Key design features:
- BLOCK_M and BLOCK_N: Tile sizes tuned for various sequence lengths
- Non-contiguous support: Handles non-contiguous k_extend and v_extend tensors
- Separate prefix/extend: Computes attention for prefix cache and new extend tokens independently
- Prefix skip optimization: When is_prefix_skipped is true, bypasses prefix attention entirely
The kernel parallelizes across [batches, num_heads, BM] using at::parallel_for, where BM is the number of blocks along the M (query) dimension. Each thread receives dedicated scratch buffers:
- s_i (float): Attention score matrix of shape [BLOCK_M, BLOCK_N]
- s_delta (scalar_t): Converted scores for GEMM input, aliased with s_i
- v_prime (float): Accumulated output values of shape [BLOCK_M, head_size_v]
- Btmp (scalar_t): Packed key/value tile buffer of shape [BLOCK_N, max(head_size, head_size_v)]
The kernel maps requests to token positions via req_to_token and req_pool_indices arrays, supporting the paged memory layout used by the serving system.
Usage
This kernel is invoked during the prefill phase when processing multi-token inputs (prompts).

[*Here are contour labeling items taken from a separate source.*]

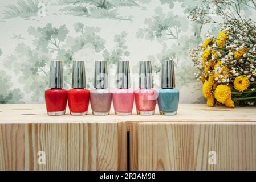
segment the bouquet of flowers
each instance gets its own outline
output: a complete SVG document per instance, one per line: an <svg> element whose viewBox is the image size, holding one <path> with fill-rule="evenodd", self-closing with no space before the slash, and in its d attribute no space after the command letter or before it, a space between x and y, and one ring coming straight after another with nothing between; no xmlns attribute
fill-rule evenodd
<svg viewBox="0 0 256 182"><path fill-rule="evenodd" d="M223 14L218 34L209 31L205 40L190 52L208 106L256 105L255 22L233 15Z"/></svg>

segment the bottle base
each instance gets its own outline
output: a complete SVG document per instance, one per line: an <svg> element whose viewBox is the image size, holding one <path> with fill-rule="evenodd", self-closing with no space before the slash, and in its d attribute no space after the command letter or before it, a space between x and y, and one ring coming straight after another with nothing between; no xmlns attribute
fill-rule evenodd
<svg viewBox="0 0 256 182"><path fill-rule="evenodd" d="M87 111L83 112L83 113L73 113L70 112L70 114L72 115L84 115L87 114Z"/></svg>
<svg viewBox="0 0 256 182"><path fill-rule="evenodd" d="M48 115L63 115L65 114L66 110L56 112L47 112Z"/></svg>
<svg viewBox="0 0 256 182"><path fill-rule="evenodd" d="M130 113L122 113L122 112L115 111L115 114L116 114L117 115L132 115L132 112L130 112Z"/></svg>
<svg viewBox="0 0 256 182"><path fill-rule="evenodd" d="M177 114L177 111L174 112L164 112L161 110L159 111L160 115L175 115Z"/></svg>
<svg viewBox="0 0 256 182"><path fill-rule="evenodd" d="M137 114L140 115L154 115L155 110L151 111L137 111Z"/></svg>
<svg viewBox="0 0 256 182"><path fill-rule="evenodd" d="M109 111L108 111L108 112L92 111L92 114L94 114L94 115L109 115Z"/></svg>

It handles the case where new tokens must attend to both previously cached prefix tokens and the newly computed KV entries.
Code Reference
Source Location
- Repository: Sgl_project_Sglang
- File: sgl-kernel/csrc/cpu/extend.cpp
- Lines: 1-432
Signature
template <typename scalar_t, typename index_t, int BLOCK_M, int BLOCK_N>
void extend_attention_kernel_impl(
scalar_t* __restrict__ o_extend,
const scalar_t* __restrict__ q_extend,
const scalar_t* __restrict__ k_extend,
const scalar_t* __restrict__ v_extend,
const scalar_t* __restrict__ k_buffer,
const scalar_t* __restrict__ v_buffer,
const index_t* __restrict__ req_to_token,
const int64_t* __restrict__ req_pool_indices,
const int64_t* __restrict__ seq_lens,
const index_t* __restrict__ extend_seq_lens,
const index_t* __restrict__ extend_start_loc,
const void* __restrict__ buffer,
int batches, int num_heads, int num_heads_kv,
int head_size, int head_size_v,
int q_strideM, int q_strideH,
int ke_strideN, int ke_strideH,
int ve_strideN, int ve_strideH,
int k_strideN, int k_strideH,
int v_strideN, int v_strideH,
float sm_scale,
int max_num_reqs, int max_context_len,
int max_total_num_tokens, int max_len_extend,
int buffer_size_per_thread,
bool is_prefix_skipped);
Import
#include "common.h"
#include "flash_attn.h"
#include "gemm.h"
I/O Contract
Inputs
| Name | Type | Required | Description |
|---|---|---|---|
| q_extend | scalar_t* | Yes | Query tensor for new extend tokens |
| k_extend | scalar_t* | Yes | Key tensor for new extend tokens (may be non-contiguous) |
| v_extend | scalar_t* | Yes | Value tensor for new extend tokens (may be non-contiguous) |
| k_buffer | scalar_t* | Yes | Paged key cache buffer for prefix tokens |
| v_buffer | scalar_t* | Yes | Paged value cache buffer for prefix tokens |
| req_to_token | index_t* | Yes | Maps (request, position) to physical token index in cache |
| req_pool_indices | int64_t* | Yes | Maps batch index to request pool ID |
| seq_lens | int64_t* | Yes | Total sequence lengths (prefix + extend) per batch item |
| extend_seq_lens | index_t* | Yes | Number of new extend tokens per batch item |
| extend_start_loc | index_t* | Yes | Start location of extend tokens in the packed Q/K/V tensors |
| sm_scale | float | Yes | Softmax scale factor (typically 1/sqrt(head_size)) |
| is_prefix_skipped | bool | Yes | If true, skips prefix attention (prefix length must be 0) |
Outputs
| Name | Type | Description |
|---|---|---|
| o_extend | scalar_t* | Output tensor with attention results, shape [total_extend_tokens, num_heads, head_size_v] |
Usage Examples
Extend Attention Invocation
extend_attention_kernel_impl<at::BFloat16, int32_t, /*BLOCK_M=*/64, /*BLOCK_N=*/256>(
output_ptr, query_ptr, key_extend_ptr, value_extend_ptr,
key_buffer_ptr, value_buffer_ptr,
req_to_token_ptr, req_pool_indices_ptr,
seq_lens_ptr, extend_seq_lens_ptr, extend_start_loc_ptr,
scratch_buffer,
batches, num_heads, num_heads_kv,
head_size, head_size_v,
q_strideM, q_strideH,
ke_strideN, ke_strideH,
ve_strideN, ve_strideH,
k_strideN, k_strideH,
v_strideN, v_strideH,
sm_scale,
max_num_reqs, max_context_len,
max_total_num_tokens, max_len_extend,
buffer_size_per_thread,
/*is_prefix_skipped=*/false);